The default FileInputFormat in my case, simply created 1000 splits (as all 1000 files
were less than 64 MB) resulting in 1000 mappers being run which was inefficient.

The solution is to use CombineFileInputFormat. This class is really efficient, as it also takes rack and node locality into account. However, it is an abstract class. Though it does most of the work, some implementation is left to us (which is not easy to write).

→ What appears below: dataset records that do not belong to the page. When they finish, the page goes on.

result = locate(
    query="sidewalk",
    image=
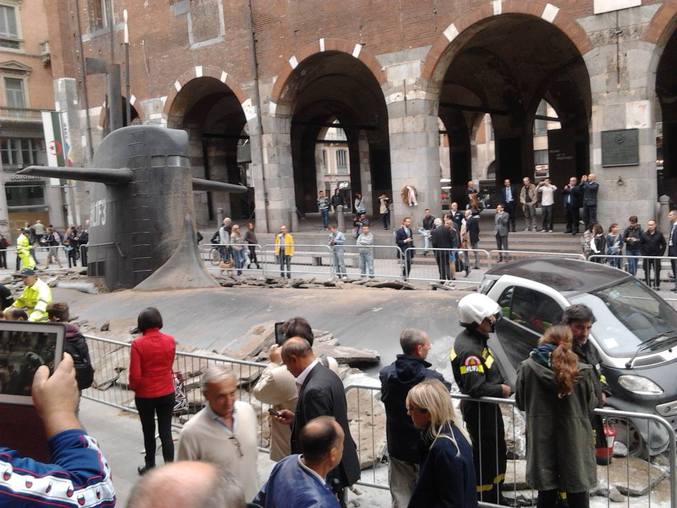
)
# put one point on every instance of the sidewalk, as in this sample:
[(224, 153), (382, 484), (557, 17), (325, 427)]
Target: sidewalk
[(119, 435)]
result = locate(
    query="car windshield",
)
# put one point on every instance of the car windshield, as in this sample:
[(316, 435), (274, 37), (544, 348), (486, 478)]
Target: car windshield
[(626, 315)]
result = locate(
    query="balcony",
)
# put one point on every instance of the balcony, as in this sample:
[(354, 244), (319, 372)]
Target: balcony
[(24, 116)]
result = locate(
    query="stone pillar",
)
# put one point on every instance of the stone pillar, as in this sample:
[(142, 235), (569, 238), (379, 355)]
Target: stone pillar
[(623, 94), (279, 171), (75, 192), (414, 153), (365, 173)]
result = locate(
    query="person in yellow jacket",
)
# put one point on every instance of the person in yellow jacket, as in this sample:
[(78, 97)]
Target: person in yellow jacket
[(34, 298), (284, 250), (23, 250)]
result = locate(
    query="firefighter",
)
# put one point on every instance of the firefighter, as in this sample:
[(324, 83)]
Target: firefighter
[(23, 250), (34, 298), (579, 318), (477, 375)]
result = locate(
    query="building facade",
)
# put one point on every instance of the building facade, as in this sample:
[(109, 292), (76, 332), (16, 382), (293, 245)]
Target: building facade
[(25, 91), (274, 75)]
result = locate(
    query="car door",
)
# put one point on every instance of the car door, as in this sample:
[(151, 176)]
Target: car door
[(527, 313)]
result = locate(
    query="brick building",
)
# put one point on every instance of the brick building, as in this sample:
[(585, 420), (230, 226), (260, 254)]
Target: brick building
[(25, 91), (255, 83)]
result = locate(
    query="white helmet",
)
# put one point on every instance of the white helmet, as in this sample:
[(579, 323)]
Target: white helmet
[(475, 308)]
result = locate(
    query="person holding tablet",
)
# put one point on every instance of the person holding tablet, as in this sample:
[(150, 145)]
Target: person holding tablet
[(35, 297), (77, 473)]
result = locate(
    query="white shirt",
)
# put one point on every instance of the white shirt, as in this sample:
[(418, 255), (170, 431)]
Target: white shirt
[(548, 195), (302, 377)]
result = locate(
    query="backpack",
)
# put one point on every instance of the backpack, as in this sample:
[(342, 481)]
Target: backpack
[(76, 346)]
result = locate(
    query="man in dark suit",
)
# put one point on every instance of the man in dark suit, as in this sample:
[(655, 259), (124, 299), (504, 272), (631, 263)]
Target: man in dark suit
[(508, 195), (572, 203), (672, 244), (404, 238), (444, 237), (321, 393)]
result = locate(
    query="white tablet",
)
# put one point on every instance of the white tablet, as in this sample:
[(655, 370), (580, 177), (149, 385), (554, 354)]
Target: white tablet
[(24, 347)]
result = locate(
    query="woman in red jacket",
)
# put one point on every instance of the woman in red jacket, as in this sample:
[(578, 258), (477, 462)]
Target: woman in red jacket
[(151, 378)]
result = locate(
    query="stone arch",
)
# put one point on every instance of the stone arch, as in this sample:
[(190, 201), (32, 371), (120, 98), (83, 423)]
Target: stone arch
[(286, 70), (200, 71), (457, 33)]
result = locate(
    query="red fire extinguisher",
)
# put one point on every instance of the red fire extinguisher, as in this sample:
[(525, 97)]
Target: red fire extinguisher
[(604, 454)]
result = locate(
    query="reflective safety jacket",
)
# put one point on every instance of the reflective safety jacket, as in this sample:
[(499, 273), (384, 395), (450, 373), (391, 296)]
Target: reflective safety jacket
[(475, 370), (23, 244), (35, 299)]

I read one superb implementation in this this blog post. When I used this approach, my MR ran in less time, but it created only 1 mapper - yes only 1 for the entire MR run. But, this is not ideal. Let's say we have a total of 600 MB of data in 100 files - we would ideally need 10 splits - each split to deal with 64 MB of data - note that, each split data (64 MB) might be contained in multiple files.

Key Idea: 

So, I wondered why this happened and browsed through the CombinFileInputFormat.java source (wow, one of the perks of using open source software). I found that, in the getInputSplits() implementation, if the maxSplitSize is zero, it creates only one split!
And the default is 0 - as you can see in the variable declaration.

Implementation:

So, the trick lies in setting this to a different value in your implementation, like:

import java.io.IOException;
import org.apache.hadoop.io.*;
import org.apache.hadoop.mapreduce.*;
import org.apache.hadoop.mapreduce.lib.input.CombineFileSplit;
import org.apache.hadoop.mapreduce.lib.input.CombineFileInputFormat;
import org.apache.hadoop.mapreduce.lib.input.CombineFileRecordReader;

public class MyCombineFileInputFormat extends CombineFileInputFormat<LongWritable, Text> {
    public MyCombineFileInputFormat() {
        //this is the most important line!
        //setting the max split size to 64 MB
        setMaxSplitSize(67108864);
    }

    @Override
    public RecordReader<LongWritable, Text> createRecordReader(InputSplit is, 
TaskAttemptContext tac) throws IOException {
        return new CombineFileRecordReader<LongWritable,Text>((CombineFileSplit) is, 
tac, MyRecordReader.class);
    }
}

And, the record reader can just reuse the LineRecordReader like this:

import java.io.IOException;
import org.apache.hadoop.io.*;
import org.apache.hadoop.mapreduce.*;
import org.apache.hadoop.mapreduce.lib.input.CombineFileSplit;
import org.apache.hadoop.mapreduce.lib.input.FileSplit;
import org.apache.hadoop.mapreduce.lib.input.LineRecordReader;

public class MyRecordReader extends RecordReader<LongWritable, Text> {
    private final LineRecordReader lineRecordReader;

    public MyRecordReader(CombineFileSplit split, TaskAttemptContext context, 
Integer index) throws IOException {
        FileSplit filesplit = new FileSplit(split.getPath(index), split.getOffset(index), 
                split.getLength(index), split.getLocations());
        lineRecordReader = new LineRecordReader();
        lineRecordReader.initialize(filesplit, context);
    }

    @Override
    public void initialize(InputSplit split, TaskAttemptContext tac) 
throws IOException, InterruptedException {
    }

    @Override
    public boolean nextKeyValue() throws IOException, InterruptedException {
        return lineRecordReader.nextKeyValue();
    }

    @Override
    public LongWritable getCurrentKey() throws IOException, InterruptedException {
        return lineRecordReader.getCurrentKey();
    }

    @Override
    public Text getCurrentValue() throws IOException, InterruptedException {
        return lineRecordReader.getCurrentValue();
    }

    @Override
    public float getProgress() throws IOException, InterruptedException {
        return lineRecordReader.getProgress();
    }

    @Override
    public void close() throws IOException {
        lineRecordReader.close();
    }

}

Once this was done, the number of mappers created was ideal and this drastically reduced the overall time taken for my MR program.